Trenes en marcha


A diario en la estación contemplo escenas con envés, situaciones tras la cuales se adivina una historia cotidiana, pero que también podrían ocultar una historia diferente a la que la primera mirada invita a pensar.

Una pareja que se abraza en el andén durante un rato que puede ser muy largo visto desde afuera, pero muy corto sentido desde dentro, ¿se está despidiendo o reencontrando? ¿Es el abrazo de unos enamorados recientes que lamentan tener que decirse adiós, o quizá es un abrazo de añoranza tras haber pasado mucho tiempo separados?

Alguien que baja del tren con el paso apurado y que se muestra inclemente ante los insistentes quejidos de la maleta que arrastra tras de sí: ¿es un visitante que llega tarde a una cita, o se trata de alguien que vuelve a su hogar después de una larga temporada y se impacienta por regresar cuanto antes a su casa?

Desde mi rol de espectador distante no puedo saberlo. Supongo que es lo que tiene viajar en tren. Sólo puedes contemplar el paisaje a través de uno de los dos lados del vagón y sea cual sea la ventana que escojas te estarás perdiendo el paisaje de la ventana opuesta.

Aunque lo cierto es que yo nunca viajo. Tan solo puedo imaginar cómo es.

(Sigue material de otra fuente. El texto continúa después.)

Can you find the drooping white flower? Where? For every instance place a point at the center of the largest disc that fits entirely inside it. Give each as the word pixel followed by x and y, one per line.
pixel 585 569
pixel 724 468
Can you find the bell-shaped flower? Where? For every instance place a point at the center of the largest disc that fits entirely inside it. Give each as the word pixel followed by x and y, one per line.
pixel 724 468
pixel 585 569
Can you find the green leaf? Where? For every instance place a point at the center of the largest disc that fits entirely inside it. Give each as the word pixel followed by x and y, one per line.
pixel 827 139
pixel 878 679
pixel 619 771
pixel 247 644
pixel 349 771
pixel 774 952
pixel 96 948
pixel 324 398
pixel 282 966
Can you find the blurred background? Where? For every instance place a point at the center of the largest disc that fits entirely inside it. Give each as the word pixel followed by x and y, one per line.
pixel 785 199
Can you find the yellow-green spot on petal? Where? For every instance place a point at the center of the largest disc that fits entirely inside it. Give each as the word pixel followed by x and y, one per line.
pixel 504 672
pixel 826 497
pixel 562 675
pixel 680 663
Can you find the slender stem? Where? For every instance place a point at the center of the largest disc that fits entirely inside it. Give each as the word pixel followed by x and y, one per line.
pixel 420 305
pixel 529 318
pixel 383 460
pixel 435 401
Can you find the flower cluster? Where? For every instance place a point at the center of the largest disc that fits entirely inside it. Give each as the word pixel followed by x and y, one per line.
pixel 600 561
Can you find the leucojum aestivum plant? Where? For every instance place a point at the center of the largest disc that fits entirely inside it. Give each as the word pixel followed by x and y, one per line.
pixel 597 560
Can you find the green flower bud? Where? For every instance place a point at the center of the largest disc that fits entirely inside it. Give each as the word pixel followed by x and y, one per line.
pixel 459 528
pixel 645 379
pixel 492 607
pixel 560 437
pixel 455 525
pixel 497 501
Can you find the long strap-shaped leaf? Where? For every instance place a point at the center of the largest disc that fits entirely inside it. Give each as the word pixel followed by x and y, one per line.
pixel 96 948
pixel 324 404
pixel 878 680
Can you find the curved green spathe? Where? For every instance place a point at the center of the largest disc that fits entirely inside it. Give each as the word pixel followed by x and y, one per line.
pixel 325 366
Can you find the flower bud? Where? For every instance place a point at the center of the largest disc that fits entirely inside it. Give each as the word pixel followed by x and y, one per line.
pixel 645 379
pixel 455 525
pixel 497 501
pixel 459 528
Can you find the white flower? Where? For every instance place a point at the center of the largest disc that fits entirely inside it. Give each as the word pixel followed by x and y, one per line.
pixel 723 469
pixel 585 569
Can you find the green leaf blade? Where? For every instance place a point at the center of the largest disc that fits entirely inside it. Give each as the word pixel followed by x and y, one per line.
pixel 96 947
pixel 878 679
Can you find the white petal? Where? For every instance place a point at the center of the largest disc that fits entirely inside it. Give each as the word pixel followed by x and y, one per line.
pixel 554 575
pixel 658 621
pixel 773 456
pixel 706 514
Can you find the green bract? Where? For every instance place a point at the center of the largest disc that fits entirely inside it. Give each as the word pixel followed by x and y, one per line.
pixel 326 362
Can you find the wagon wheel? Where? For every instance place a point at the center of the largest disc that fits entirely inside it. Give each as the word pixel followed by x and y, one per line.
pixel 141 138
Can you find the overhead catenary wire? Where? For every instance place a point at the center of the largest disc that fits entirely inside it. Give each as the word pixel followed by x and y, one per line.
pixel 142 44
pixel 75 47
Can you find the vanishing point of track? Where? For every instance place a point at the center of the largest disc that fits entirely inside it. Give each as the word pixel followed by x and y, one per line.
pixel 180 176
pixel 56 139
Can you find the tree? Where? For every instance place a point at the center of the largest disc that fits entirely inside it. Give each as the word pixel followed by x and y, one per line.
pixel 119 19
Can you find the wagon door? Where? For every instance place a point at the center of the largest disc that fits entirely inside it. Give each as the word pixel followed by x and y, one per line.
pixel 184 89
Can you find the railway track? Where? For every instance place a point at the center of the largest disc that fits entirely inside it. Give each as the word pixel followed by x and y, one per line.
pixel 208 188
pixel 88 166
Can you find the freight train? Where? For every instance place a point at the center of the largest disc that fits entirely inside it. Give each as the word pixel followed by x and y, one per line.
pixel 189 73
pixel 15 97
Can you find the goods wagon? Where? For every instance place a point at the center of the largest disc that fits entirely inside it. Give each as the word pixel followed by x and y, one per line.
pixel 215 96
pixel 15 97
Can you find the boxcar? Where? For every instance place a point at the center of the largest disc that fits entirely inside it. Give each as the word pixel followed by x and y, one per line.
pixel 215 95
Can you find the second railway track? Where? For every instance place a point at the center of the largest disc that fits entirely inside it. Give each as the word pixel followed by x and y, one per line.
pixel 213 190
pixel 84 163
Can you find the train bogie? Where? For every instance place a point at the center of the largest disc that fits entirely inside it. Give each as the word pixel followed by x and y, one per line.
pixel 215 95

Veo cómo viajan los demás, y me pregunto desde qué ventana me verán ellos a mí: alguien con ropajes desgastados, que ronda las papeleras, que recoge bolsas, que pasea de aquí para allá en el parking poniendo especial atención en revisar cuántas plazas disponibles hay y en qué lugar se encuentran, ¿un empleado de la estación, tal vez? Podría ser, pero si alguien dirigiese su mirada hacia la ventana opuesta, el paisaje que vería sería otro: el hueco junto a la puerta de un establecimiento comercial abandonado donde se acumulan las pocas pertenencias de quien duerme ahí cada noche, en un saco de dormir ajado, en un rincón desusado de la estación, sobre un lecho improvisado de cartones, cercado por los restos de comida de ese día. Vivir viendo pasar trenes.

En algún momento, alguien calificó de problemática mi situación y se dispuso a poner en práctica lo que consideraba que sería una solución. Puede que no le faltara razón en calificar la situación como problemática, aunque quizá le faltó precisión para identificar a quién afectaba el supuesto problema verdaderamente (bajo mi punto de vista, el principal afectado era yo), y quizá también le faltase acierto para aportar una solución que fuese realmente eficaz. Lo que hizo esa persona, que sin duda era alguien que tenía una vinculación con la gerencia de la estación de tren, fue ordenar la instalación de unas grandes macetas en el hueco junto a la puerta del establecimiento abandonado, de tal manera que no quedase espacio suficiente para acomodar cartones ni saco ni nada. En resumen, lo que consiguió fue alejar una determinada realidad de su campo de visión y empujarla para que fuese a ir a parar a otro campo de visión que no fuese el suyo propio, lo cual en sentido estricto no equivale en modo alguno a solucionar ningún problema, sino únicamente a trasladar el mismo problema a un lugar diferente.

Ahora, los viajeros que contemplan ese paisaje de las macetas mientras atraviesan la estación pueden hacerlo desde la ventana de uno de los lados de su vagón: pensar que es una solución decorativa improvisada para un espacio que no estaba teniendo dedicación. O pueden contemplarlo desde la ventana opuesta y pensar que lo que esconden esas macetas es sencillamente la historia de un desahucio.